6. The self-driving transportation vehicle of claim 5, further comprising a mechanism for generating a warning signal, wherein at a first and a second monitoring area are defined in an area surrounding the entrance, wherein the first monitoring area is farther away from the entrance than the second monitoring area, and wherein, in response to detection of persons or objects in the first monitoring area, a warning signal is generated.

7. The self-driving transportation vehicle of claim 6, wherein the sensor system is configured such that, in response to detection of a movement of the person or objects in the first monitoring area approaching the second monitoring area, the warning signal is intensified and/or a further warning signal is generated.
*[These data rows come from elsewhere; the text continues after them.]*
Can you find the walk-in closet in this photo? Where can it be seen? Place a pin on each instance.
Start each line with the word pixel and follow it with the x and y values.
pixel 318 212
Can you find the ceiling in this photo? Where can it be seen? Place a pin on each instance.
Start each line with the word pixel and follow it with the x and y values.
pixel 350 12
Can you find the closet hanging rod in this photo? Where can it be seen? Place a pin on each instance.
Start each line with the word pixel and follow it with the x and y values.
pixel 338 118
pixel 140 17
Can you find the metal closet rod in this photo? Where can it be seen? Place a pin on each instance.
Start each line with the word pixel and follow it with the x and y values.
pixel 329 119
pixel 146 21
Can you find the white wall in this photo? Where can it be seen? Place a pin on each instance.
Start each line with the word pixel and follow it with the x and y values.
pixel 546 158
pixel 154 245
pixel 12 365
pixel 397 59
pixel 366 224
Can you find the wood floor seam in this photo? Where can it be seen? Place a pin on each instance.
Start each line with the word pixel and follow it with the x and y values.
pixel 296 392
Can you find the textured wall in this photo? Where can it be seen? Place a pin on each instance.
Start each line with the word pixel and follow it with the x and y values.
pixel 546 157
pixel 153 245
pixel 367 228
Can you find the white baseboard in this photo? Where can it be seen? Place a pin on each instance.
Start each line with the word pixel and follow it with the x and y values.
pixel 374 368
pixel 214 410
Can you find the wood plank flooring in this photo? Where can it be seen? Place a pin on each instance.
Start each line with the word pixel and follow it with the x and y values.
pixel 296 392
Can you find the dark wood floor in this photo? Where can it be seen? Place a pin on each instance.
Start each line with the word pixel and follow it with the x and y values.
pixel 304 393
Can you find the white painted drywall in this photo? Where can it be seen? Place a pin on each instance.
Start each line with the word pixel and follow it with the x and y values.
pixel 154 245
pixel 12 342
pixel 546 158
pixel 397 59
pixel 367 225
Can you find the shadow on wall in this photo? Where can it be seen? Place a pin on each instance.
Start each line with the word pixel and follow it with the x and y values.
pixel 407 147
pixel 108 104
8. The self-driving transportation vehicle of claim 5, wherein the sensor system is configured such that, an alarm signal is generated and/or image recordings are made of the person or the object in response to detection of the intruding person or intruding object.

9. The self-driving transportation vehicle of claim 5, wherein the control unit of the transportation vehicle is configured to control the transportation vehicle to move into a movement path of an intruding person or an intruding object.